As we’ve been working on brand lift studies for radio, podcasts and music streaming lately, I’ve found myself thinking about my trips to art galleries.
Sometimes, a gallery visit can be like taking an art history course. You can start by seeing what was valued by an ancient culture through their sculptures or pottery. Then you can visit the Italian Renaissance painters, Dutch masters and French impressionists as they take you through their lives and times. Finally, you can come face-to-face with our own consumer culture in the pop art of a Warhol. Together, as you trace the changes from one type of art to another, you see the progression of society and culture revealed through art.
Likewise, the typical consumer journey follows its own kind of progression. It starts with brand awareness, moves through familiarity and brand affinity to consideration and finally to the transaction. Brand lift studies give advertisers perspective into how a campaign is performing in the early steps of the consumer journey. Meanwhile, sales figures and conversion data can give you insight into what’s happening at the end of the journey.
The Growing Need for Brand Lift Studies
Brand lift studies have added relevance now as COVID has caused many advertisers to shift their focus from immediate sales to long-term brand-building. The hope is that once life goes back to “normal” (whatever that will look like), their brand will be top-of-mind.

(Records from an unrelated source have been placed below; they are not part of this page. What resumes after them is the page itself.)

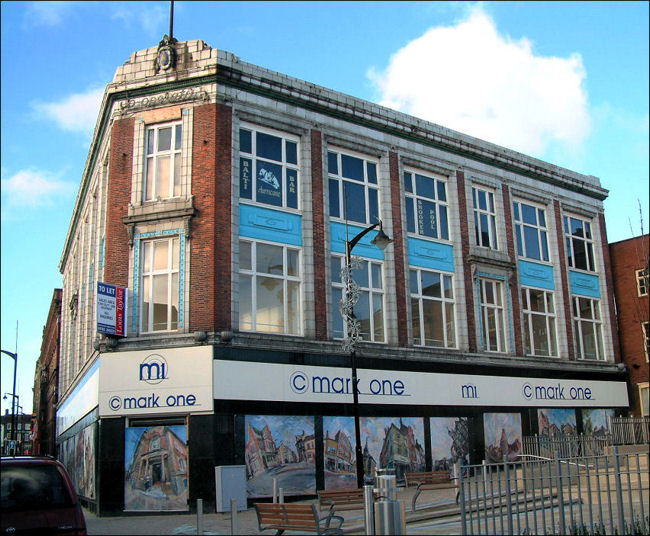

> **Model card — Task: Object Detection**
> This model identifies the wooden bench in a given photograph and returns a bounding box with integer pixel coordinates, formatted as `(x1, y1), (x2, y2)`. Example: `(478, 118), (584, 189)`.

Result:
(318, 488), (364, 512)
(255, 503), (343, 536)
(405, 471), (460, 512)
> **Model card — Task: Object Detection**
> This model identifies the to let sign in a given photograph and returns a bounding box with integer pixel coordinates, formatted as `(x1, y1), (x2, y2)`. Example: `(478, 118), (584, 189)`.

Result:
(97, 282), (127, 337)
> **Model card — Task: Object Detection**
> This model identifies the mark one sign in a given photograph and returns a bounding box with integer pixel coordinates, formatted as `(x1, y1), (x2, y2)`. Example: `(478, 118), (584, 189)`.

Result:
(97, 282), (128, 337)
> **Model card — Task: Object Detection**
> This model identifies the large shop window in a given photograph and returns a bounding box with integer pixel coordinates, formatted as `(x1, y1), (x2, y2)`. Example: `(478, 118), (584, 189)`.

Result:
(239, 240), (302, 335)
(479, 278), (508, 352)
(521, 288), (557, 357)
(140, 237), (180, 333)
(144, 123), (183, 201)
(404, 171), (449, 240)
(563, 216), (596, 272)
(472, 187), (499, 249)
(239, 128), (298, 209)
(573, 296), (605, 361)
(331, 255), (386, 342)
(513, 201), (550, 262)
(409, 269), (456, 348)
(327, 151), (379, 225)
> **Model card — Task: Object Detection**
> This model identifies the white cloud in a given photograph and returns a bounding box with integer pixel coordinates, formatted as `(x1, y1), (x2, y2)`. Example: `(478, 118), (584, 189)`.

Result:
(368, 6), (590, 156)
(2, 169), (76, 208)
(34, 88), (104, 135)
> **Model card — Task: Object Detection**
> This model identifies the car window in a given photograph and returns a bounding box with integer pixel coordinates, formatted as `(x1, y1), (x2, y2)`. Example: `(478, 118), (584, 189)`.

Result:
(0, 465), (73, 512)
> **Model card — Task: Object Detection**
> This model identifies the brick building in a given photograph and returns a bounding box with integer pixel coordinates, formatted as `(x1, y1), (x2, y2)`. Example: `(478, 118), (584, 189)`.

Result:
(57, 35), (628, 514)
(609, 234), (650, 417)
(33, 288), (62, 456)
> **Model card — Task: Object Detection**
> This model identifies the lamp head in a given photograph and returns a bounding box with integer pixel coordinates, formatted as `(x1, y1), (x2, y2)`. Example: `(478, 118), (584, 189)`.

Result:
(370, 222), (393, 251)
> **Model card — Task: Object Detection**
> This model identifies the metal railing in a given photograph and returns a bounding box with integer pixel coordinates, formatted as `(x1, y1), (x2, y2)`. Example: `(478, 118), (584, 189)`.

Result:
(459, 448), (650, 535)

Similarly, as podcasting matures, ad spending is shifting from direct response ads to brand awareness. The IAB/PwC reports that brand advertising as a share of total podcast revenues has nearly doubled in the U.S. since 2016 (27% to 45%), while total ad revenue for podcasts has exploded (+418%). Brand lift studies are helping advertisers validate this spend in the same way that promo codes have helped direct response advertisers track the effectiveness of their sales-based campaigns.
What Kind of Brand Lift Study Do You Need?
One way or another, all survey-based brand lift studies are designed to show the impact of hearing an ad, branded audio or campaign on brand awareness and/or affinity. Beyond that, they are a sort of “choose-your-own-adventure.” The type of methodology and the survey questionnaire itself is best customized to fit the brand, the nature of the buy and the campaign objectives. There is no one-size-fits-all solution.
Among the possible approaches:
- Pre- and post-studies are probably the best-known, tracking listeners’ awareness and perceptions prior, during and after the campaign.
- A similar type of study splits the sample into two groups, checking for brand lift among a sample who has been exposed to the campaign—say, regular listeners to the radio station carrying a campaign—and pairing it with a matching sample who hasn’t heard the campaign. The advantage of this approach is that it can be easier to separate impact from other marketing the brand may have been doing during the campaign.
- Controlled exposure studies can be effective when it’s difficult to capture the campaign “in the wild.” They are the go-to option when looking at listeners to a specific podcast whose select audience lies beyond the reach of a broad market survey. A sample of podcast listeners reflecting the audience target is recruited from a panel, then split into one exposed group who hears the ad in a podcast segment and a second group who hears the same segment without the ad. Both groups are then asked a series of questions to compare the “lift” achieved by the ad.
- We often use a variation of the controlled exposure study for branded podcasts. In this case, the full podcast is played to the exposed segment target to verify its appeal, adding in brand metrics that are compared to a sample who hasn’t heard the podcast.
Each type of study may provide slightly different results, but they all do roughly the same thing. The type that’s right for you depends on the circumstances surrounding the campaign.
Sample sources can also vary depending on what’s available and fits the objectives and budget. You can use broadly representative online or telephone samples, proprietary listener databases, or calls-to-action inviting listeners to participate in the survey.
Some of the questions you should be prepared to bring to your vendor to get the most value out of your brand lift study:
- What defines success for the campaign beyond short-term sales impact? Is the goal awareness, affinity, consideration, or changing brand perceptions?
- What’s the demographic or consumer profile of the campaign target?
- Is it a niche buy with a small select audience, or a mass appeal buy with broad reach?
- Is this a new or an established brand?
The customer journey doesn’t always follow the same path. Where the consumer ends up doesn’t tell you much about how they got there.
Think about it: people from all walks of life find themselves in an art gallery at some point. Some are on field trips, others are dragged there by friends or family, still more are tourists looking to absorb the local culture, and, finally, others are just crazy about art and can’t get enough. Poring over the gallery’s admission receipts doesn’t tell you much about what brought them there, and why they chose that path. Brand lift studies help paint that picture.